Lucy was right, then! A ghastly hue overspread the face of Jane Chesney. Not at the unhappy fact—which as yet, strange to say, had not dawned on her mind—but at the insult offered to her by this re-entrance of the governess into their house. Who was she, this Eliza Lethwait, that she should come again, and beard her in her home? Had he, her father, brought her—brought her on a visit, as surmised by Lucy?

The footman had already gone down stairs again. Jane flung aside Miss Snow’s wrapperings and prepared to descend. The governess had stood in a state of puzzled amazement, wondering what it all meant. On the stairs Jane encountered Judith. The girl was paler than usual, and very grave.

“My lady,” she whispered, arresting Jane’s progress, “do you know what has occurred?”

“I know that that person whom I turned from my house has dared to intrude into it again,” answered Lady Jane in her wrath, speaking far more openly than it was her custom to speak before a servant. “But she shall not stop in it; no, not for an hour. Let me pass, Judith.”

“Oh, my lady, hear the worst before you go in; before you enter upon a contest with her that perhaps she’d gain,” implored Judith, in her eager sympathy for her mistress. “My lord has married her, and has brought her home.”

Jane fell against the wall and looked at Judith, a pitiable expression of helplessness on her face. The girl resumed.

“Pompey says they were married yesterday morning; were married by Miss Lethwait’s father in his own church. He says, my lady, he finds it is to Miss Lethwait’s the earl has gone lately when he has been absent from town; not to Chesney Oaks.”

“Support me, Judith,” was the feeble prayer of the unhappy daughter.

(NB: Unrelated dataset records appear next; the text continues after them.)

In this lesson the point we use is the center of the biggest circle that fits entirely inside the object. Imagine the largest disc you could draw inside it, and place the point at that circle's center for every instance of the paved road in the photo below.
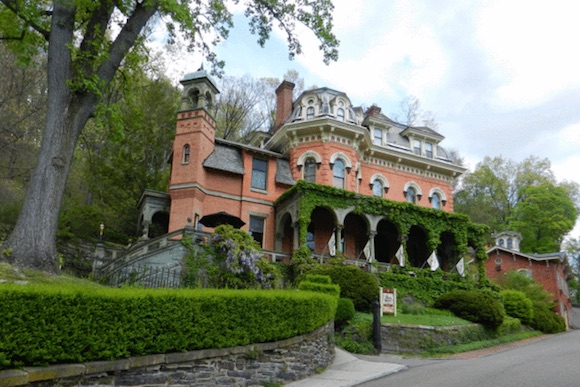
(553, 360)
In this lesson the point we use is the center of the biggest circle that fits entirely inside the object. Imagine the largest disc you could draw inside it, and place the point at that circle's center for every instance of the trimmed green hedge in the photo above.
(43, 325)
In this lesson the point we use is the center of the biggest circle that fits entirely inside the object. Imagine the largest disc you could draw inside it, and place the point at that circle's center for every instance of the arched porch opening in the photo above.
(447, 252)
(355, 236)
(417, 246)
(159, 224)
(386, 241)
(321, 227)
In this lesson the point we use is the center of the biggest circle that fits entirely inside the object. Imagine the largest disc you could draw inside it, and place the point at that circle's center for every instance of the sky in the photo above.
(502, 78)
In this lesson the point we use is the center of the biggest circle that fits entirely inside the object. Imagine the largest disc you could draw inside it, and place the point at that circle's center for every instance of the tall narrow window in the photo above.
(338, 170)
(411, 195)
(377, 137)
(257, 229)
(310, 170)
(186, 154)
(429, 150)
(417, 147)
(259, 173)
(378, 188)
(436, 201)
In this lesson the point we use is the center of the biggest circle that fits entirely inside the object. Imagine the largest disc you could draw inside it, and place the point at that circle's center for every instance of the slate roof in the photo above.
(283, 173)
(225, 158)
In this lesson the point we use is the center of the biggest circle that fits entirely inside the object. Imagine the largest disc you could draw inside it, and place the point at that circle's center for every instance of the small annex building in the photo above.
(329, 175)
(549, 270)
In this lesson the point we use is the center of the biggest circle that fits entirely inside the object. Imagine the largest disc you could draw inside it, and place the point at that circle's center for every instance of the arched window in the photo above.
(411, 195)
(378, 188)
(186, 154)
(436, 201)
(310, 170)
(338, 170)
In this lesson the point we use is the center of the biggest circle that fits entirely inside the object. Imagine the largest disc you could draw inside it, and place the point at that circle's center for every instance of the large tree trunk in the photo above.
(32, 243)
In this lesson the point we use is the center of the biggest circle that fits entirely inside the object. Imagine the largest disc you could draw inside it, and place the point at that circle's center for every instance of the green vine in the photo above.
(402, 214)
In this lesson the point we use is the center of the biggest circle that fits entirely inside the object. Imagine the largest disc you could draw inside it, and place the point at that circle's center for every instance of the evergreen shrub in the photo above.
(43, 325)
(546, 321)
(344, 312)
(358, 285)
(517, 305)
(474, 306)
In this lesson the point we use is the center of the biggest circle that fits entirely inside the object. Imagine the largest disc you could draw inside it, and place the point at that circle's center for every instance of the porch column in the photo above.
(338, 241)
(295, 235)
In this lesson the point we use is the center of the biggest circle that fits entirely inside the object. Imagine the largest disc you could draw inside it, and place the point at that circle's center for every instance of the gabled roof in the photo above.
(560, 255)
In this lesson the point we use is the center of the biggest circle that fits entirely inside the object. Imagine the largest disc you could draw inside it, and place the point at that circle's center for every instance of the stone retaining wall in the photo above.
(419, 338)
(252, 365)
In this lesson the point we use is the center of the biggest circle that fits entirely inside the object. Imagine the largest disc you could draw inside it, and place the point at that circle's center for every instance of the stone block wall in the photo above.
(418, 338)
(251, 365)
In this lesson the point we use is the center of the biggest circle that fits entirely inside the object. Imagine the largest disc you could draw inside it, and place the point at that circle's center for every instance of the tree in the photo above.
(86, 42)
(489, 193)
(543, 217)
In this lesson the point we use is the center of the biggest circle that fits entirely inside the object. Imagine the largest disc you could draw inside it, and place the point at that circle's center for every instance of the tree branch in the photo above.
(13, 6)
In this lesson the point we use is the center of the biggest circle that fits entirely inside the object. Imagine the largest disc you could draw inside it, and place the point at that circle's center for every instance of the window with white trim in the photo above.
(377, 136)
(436, 201)
(378, 188)
(259, 173)
(411, 195)
(310, 170)
(257, 228)
(186, 151)
(338, 171)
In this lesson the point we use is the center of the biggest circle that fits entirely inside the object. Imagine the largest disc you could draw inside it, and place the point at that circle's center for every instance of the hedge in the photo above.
(43, 325)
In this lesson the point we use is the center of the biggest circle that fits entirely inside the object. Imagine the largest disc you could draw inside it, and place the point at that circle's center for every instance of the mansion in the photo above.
(331, 176)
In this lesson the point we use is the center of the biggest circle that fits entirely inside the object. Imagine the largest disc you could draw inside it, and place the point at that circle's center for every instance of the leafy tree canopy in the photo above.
(86, 42)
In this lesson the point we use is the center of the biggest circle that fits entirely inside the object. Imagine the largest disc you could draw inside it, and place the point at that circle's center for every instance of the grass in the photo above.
(475, 345)
(10, 274)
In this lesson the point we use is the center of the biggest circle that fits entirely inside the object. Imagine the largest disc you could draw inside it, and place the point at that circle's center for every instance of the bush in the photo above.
(46, 325)
(423, 284)
(474, 306)
(517, 305)
(356, 284)
(344, 312)
(324, 286)
(546, 321)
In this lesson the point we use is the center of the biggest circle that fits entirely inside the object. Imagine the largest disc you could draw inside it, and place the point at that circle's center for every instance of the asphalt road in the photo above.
(553, 360)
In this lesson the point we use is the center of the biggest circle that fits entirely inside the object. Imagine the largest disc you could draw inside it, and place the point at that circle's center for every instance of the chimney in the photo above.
(373, 110)
(283, 103)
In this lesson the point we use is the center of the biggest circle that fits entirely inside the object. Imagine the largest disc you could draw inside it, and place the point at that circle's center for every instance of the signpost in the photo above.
(388, 299)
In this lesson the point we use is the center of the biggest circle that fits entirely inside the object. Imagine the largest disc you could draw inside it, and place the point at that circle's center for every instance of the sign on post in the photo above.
(388, 301)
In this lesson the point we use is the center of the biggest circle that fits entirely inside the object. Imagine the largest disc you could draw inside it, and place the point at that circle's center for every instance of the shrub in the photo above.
(517, 305)
(423, 284)
(546, 321)
(78, 325)
(344, 312)
(474, 306)
(356, 284)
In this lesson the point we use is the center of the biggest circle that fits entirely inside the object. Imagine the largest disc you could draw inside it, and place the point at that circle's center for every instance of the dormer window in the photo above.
(417, 147)
(377, 136)
(429, 150)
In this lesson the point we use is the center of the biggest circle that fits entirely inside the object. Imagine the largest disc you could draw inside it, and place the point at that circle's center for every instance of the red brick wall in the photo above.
(544, 272)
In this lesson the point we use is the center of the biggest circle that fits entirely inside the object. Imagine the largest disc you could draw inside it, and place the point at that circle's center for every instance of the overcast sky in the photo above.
(501, 77)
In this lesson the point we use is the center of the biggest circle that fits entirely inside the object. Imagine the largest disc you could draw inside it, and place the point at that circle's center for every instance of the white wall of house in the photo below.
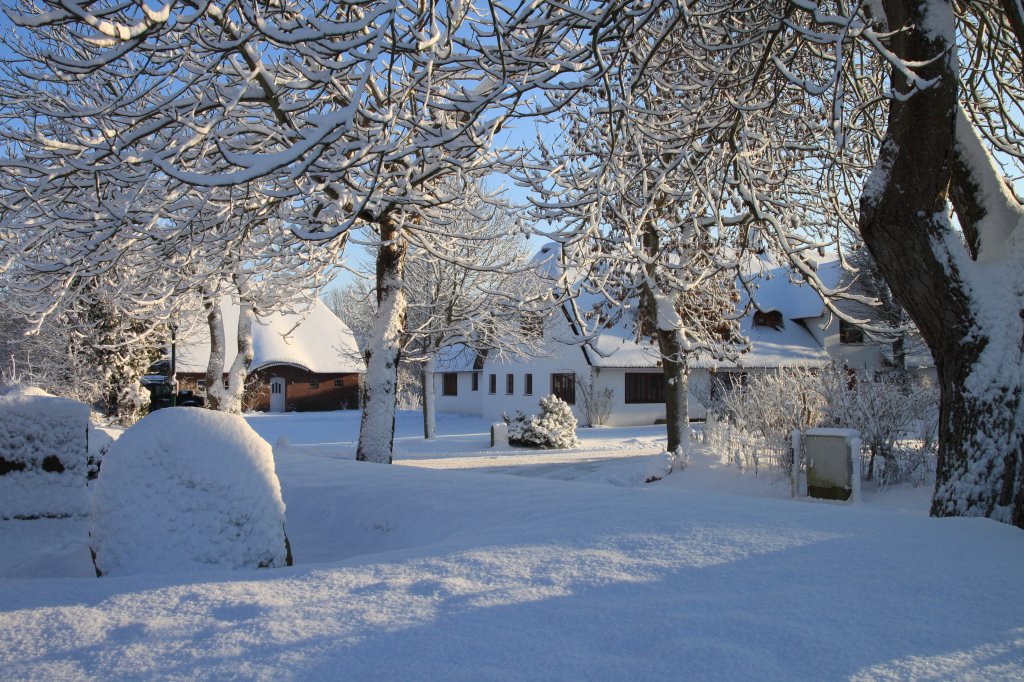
(639, 414)
(865, 355)
(564, 359)
(466, 400)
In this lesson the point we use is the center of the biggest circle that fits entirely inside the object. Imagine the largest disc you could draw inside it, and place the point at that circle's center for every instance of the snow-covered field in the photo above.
(445, 567)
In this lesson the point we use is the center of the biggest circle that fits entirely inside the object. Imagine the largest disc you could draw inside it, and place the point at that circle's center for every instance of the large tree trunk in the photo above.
(676, 390)
(215, 364)
(239, 372)
(384, 350)
(974, 330)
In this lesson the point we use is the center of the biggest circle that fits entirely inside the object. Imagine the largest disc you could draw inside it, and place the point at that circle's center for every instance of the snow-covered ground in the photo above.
(570, 569)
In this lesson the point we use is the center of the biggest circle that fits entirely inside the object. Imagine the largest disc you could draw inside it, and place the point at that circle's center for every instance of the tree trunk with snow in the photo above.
(676, 389)
(221, 397)
(384, 350)
(429, 412)
(215, 364)
(966, 299)
(670, 346)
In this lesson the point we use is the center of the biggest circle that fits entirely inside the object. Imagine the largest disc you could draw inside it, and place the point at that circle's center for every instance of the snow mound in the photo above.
(187, 488)
(43, 458)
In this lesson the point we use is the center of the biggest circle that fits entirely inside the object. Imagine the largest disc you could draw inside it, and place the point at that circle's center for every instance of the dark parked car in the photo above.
(162, 393)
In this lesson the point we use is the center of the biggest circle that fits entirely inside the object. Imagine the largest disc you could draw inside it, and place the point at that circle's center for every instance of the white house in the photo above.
(306, 361)
(788, 326)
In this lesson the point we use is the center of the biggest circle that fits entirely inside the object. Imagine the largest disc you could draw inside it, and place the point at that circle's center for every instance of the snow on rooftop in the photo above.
(774, 288)
(316, 340)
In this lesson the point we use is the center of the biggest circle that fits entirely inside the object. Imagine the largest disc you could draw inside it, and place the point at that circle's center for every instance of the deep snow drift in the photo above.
(403, 572)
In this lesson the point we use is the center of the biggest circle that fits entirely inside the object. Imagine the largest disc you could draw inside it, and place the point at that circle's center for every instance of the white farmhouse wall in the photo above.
(565, 358)
(867, 355)
(639, 414)
(465, 401)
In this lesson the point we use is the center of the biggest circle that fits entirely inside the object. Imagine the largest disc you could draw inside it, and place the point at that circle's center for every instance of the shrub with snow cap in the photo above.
(43, 458)
(554, 427)
(184, 488)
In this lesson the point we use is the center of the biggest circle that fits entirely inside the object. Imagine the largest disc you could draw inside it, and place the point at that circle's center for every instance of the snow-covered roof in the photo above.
(778, 288)
(773, 287)
(456, 357)
(316, 341)
(793, 345)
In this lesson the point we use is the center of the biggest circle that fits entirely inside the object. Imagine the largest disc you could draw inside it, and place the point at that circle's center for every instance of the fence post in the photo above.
(797, 446)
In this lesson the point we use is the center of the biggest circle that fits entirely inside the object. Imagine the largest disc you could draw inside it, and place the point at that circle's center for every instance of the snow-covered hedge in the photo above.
(554, 427)
(43, 455)
(184, 488)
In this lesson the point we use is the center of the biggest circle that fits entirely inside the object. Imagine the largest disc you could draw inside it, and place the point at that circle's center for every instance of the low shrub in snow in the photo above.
(749, 423)
(554, 427)
(43, 455)
(186, 487)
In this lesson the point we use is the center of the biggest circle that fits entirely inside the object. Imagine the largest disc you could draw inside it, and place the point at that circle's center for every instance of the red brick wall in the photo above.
(299, 395)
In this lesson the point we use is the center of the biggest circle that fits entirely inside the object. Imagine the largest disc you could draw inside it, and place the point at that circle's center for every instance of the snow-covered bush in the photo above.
(554, 427)
(750, 421)
(886, 409)
(43, 455)
(186, 487)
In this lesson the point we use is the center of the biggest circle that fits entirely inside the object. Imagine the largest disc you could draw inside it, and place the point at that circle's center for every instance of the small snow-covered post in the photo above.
(429, 416)
(797, 445)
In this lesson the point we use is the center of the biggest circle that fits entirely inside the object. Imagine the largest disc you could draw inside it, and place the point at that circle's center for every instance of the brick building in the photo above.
(300, 364)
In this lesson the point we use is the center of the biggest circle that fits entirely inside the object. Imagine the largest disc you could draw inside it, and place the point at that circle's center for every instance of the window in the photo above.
(850, 333)
(450, 383)
(644, 387)
(768, 318)
(563, 385)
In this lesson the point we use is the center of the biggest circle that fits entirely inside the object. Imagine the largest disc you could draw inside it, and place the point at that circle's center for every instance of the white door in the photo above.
(278, 394)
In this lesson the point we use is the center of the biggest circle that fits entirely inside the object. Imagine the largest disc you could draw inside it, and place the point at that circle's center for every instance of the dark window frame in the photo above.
(850, 334)
(563, 386)
(644, 388)
(450, 384)
(771, 318)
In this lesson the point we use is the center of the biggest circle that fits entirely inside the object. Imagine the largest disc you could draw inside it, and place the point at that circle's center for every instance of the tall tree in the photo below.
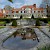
(10, 1)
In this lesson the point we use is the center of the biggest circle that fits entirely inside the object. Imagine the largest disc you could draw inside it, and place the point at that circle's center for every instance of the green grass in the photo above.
(48, 22)
(2, 22)
(2, 27)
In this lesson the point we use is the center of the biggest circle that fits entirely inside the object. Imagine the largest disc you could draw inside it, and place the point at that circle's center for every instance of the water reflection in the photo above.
(19, 43)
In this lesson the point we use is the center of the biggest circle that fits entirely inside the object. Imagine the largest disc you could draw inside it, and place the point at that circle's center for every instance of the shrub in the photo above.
(37, 23)
(14, 23)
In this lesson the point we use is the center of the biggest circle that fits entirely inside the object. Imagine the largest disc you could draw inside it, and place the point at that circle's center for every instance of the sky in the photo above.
(19, 3)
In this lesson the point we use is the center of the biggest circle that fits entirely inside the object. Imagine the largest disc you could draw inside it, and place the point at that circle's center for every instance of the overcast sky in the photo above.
(19, 3)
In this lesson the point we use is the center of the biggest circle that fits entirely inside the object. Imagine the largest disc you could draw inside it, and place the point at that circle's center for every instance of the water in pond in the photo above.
(17, 42)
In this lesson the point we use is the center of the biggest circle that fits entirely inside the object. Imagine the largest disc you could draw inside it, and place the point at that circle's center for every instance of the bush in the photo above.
(32, 17)
(14, 23)
(37, 23)
(21, 17)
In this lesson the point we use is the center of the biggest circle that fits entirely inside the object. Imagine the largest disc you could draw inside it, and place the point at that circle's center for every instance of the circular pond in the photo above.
(17, 42)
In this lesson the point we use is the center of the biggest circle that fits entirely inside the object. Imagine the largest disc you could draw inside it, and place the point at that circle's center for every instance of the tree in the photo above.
(49, 25)
(21, 17)
(10, 1)
(32, 16)
(14, 23)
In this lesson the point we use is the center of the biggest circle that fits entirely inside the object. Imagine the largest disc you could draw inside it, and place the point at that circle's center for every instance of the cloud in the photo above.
(16, 5)
(19, 3)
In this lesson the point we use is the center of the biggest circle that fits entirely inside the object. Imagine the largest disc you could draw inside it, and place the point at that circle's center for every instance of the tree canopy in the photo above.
(10, 1)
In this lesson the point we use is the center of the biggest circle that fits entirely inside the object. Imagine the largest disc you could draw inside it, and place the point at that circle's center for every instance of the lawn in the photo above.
(2, 27)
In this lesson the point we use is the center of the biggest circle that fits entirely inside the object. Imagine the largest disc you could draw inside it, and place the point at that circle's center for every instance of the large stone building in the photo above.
(26, 11)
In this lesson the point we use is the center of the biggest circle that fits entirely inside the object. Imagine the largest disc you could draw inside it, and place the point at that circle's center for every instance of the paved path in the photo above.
(4, 34)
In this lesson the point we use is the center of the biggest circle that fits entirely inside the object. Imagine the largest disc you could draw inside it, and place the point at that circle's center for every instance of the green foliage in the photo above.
(47, 47)
(32, 17)
(37, 23)
(14, 23)
(48, 22)
(8, 20)
(21, 17)
(10, 1)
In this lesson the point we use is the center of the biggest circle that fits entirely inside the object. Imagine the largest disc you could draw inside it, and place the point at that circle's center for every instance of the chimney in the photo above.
(34, 5)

Utterly sick and faint was she, and but for Judith’s help she would have fallen. She sunk down on the friendly stairs, and let her head rest on them until the faintness had passed. Then she rose, staggering, and went on with what feeble strength was left her.

“I must know the worst,” she moaned. “I must know the worst.”

Lucy, wondering and timid, stole into the drawing-room after her. Standing by its fire, her face turned to the door in expectation, was she who had quitted the house as Miss Lethwait, only six or seven weeks before. Jane’s eyes fell on her dress, as mentioned by Lucy, the rich sweeping silk, the pretty white bonnet, and the costly shawl—their own mother’s shawl! taken by the earl from its resting place to bestow on his new bride. Woman’s mind is a strange compound of strength and littleness; and to see that shawl on her shoulders brought to Jane’s heart perhaps the keenest pang of all. The earl was striding the room; his stick, suspiciously restless, coming down loudly with each step. He confronted his two daughters.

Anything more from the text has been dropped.